I was listening to community radio this morning when a couple of older, and possibly white, guys began talking about who the police serve. One said it was the "over class" and when asked to define that, said it was white men.
Which social justice warriors would agree with. In their view of the world, white men have the power.
Now, you could argue that the fact the richest man in the world is brown is an exception, and so is the fact that the tenth and fifteenth richest people are female.
But where is the black middle class in this view of power? Where are the people who produced Condi Rice, Colin Powell, and Barack Obama?
In SJW terms, SJWs erase the black middle class.
ETA: Apologies for erasing the rest of their erasure, the erasing of prosperous Hispanics and Asians.

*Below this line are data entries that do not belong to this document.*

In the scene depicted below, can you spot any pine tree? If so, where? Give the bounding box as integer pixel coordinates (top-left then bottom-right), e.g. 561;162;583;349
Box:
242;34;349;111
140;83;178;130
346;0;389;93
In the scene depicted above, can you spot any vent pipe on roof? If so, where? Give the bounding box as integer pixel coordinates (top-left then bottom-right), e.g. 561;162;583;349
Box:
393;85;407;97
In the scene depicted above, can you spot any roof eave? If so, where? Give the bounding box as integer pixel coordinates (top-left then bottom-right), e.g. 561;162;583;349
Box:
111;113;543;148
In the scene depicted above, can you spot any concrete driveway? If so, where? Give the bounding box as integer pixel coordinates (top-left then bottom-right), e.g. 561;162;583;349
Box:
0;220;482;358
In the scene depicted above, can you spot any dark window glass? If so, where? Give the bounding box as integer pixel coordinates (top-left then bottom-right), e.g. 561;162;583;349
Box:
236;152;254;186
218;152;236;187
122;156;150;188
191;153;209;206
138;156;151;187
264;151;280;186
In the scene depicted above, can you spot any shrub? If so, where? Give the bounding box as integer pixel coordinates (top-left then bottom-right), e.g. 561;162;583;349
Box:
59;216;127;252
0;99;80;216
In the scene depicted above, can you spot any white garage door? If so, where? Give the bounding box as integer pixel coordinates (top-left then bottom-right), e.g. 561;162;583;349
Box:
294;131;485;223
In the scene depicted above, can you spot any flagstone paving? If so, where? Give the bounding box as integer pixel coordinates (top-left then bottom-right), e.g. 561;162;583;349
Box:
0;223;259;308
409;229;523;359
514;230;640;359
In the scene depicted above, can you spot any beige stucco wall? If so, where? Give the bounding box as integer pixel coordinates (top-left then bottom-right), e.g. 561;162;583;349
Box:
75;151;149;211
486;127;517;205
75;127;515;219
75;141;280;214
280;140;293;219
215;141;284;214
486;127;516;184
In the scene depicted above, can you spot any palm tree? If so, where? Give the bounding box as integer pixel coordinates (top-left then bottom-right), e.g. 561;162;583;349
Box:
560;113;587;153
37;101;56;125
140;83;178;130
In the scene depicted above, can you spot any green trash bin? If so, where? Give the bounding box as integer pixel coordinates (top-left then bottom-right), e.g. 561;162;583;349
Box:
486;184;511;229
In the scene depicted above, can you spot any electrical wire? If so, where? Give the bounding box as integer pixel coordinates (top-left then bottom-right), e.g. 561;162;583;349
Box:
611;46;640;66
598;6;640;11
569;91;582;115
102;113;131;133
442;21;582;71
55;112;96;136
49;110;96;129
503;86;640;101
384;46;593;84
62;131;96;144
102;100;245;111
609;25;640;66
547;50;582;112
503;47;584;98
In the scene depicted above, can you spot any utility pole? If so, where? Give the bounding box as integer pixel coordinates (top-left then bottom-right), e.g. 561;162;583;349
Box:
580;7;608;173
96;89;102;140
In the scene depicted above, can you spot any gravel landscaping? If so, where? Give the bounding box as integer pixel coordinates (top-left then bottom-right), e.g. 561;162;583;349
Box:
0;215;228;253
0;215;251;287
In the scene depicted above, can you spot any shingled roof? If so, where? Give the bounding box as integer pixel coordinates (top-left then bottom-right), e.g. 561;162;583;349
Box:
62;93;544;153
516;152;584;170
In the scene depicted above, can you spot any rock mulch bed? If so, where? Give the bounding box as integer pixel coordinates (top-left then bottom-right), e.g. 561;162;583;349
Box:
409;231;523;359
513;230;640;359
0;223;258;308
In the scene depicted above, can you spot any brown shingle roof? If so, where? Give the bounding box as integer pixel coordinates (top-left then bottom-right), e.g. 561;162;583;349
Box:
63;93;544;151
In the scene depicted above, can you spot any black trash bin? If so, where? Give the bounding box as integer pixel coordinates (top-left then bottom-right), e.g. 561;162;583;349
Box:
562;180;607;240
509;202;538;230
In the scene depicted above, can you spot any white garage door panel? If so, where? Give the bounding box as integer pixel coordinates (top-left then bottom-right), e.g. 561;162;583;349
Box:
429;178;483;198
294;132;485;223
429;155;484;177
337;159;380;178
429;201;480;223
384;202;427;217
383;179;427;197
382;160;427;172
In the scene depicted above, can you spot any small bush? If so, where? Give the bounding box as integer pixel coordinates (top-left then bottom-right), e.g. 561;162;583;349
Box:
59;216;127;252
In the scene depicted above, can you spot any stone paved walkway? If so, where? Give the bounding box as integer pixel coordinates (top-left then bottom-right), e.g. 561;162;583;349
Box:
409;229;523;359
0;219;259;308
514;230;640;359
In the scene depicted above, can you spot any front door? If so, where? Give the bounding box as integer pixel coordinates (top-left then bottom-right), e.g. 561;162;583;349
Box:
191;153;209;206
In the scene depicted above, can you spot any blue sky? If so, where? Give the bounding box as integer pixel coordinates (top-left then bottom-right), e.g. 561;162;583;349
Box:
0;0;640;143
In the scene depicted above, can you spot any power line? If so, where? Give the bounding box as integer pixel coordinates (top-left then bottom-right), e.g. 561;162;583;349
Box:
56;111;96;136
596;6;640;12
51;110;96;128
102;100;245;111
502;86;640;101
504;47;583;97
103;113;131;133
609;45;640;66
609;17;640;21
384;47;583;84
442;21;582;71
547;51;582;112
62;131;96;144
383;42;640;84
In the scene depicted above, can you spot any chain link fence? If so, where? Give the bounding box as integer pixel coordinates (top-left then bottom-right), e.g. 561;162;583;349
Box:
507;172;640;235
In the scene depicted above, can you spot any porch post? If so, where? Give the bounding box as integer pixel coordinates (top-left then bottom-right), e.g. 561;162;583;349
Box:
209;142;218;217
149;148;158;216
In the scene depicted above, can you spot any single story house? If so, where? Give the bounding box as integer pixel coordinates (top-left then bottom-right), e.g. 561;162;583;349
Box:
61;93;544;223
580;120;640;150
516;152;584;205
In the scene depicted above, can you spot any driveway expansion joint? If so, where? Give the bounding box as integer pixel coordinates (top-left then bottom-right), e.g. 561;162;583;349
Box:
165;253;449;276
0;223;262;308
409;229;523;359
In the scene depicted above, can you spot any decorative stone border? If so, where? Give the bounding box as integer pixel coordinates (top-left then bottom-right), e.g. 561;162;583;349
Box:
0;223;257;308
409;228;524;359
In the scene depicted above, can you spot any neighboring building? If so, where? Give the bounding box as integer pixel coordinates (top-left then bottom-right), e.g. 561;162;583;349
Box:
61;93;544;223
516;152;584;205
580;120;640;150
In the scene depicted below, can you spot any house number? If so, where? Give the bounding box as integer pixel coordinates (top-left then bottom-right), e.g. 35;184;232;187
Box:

Pro-equality or anti-what? (2007)
From Colorblindness on the U.S. Supreme Court:
In my opinion, the most interesting aspect of Chopra's commentary was a turn of phrase in its ending:The pro-choice and pro-life movements were wise enough to choose names of support rather than denial, because the problem of being anti-choice or anti-life was obvious. But most "anti" groups fell into a trap: If you call yourself an "anti", your name perpetuates the idea you oppose. That's especially true for anti-racists; "race" is a social construct that's only a few centuries old, yet those who choose to be antiracists validate the concept of race with their name.Despite the overwhelming public support for school integration in both Seattle and Louisville, five powerful white males were enough to squash a society's better nature. A pall hangs over the court for what they did, to the English language as much as to fair play.The five "powerful white males" in question? Chief Justice John Roberts, along with Associate Justices Antonin Scalia, Samuel Alito Jr., Anthony Kennedy -- and Clarence Thomas.
The simple alternative to being any of the popular "antis" is to be pro-equality. It even implies being pro-peace: if you believe everyone is equal, who can you happily kill?
But being pro-equality means you believe in equality for everyone. Some anti-racists like the idea of having poor people to serve them. Whether it was a careful choice or a revealing typo, that's why Deepak Chopra called Clarence Thomas "white." As a rich liberal, Chopra is reluctant to talk about class, but as an antiracist who accepts the labels of race, he's comfortable saying that rich conservatives are "white."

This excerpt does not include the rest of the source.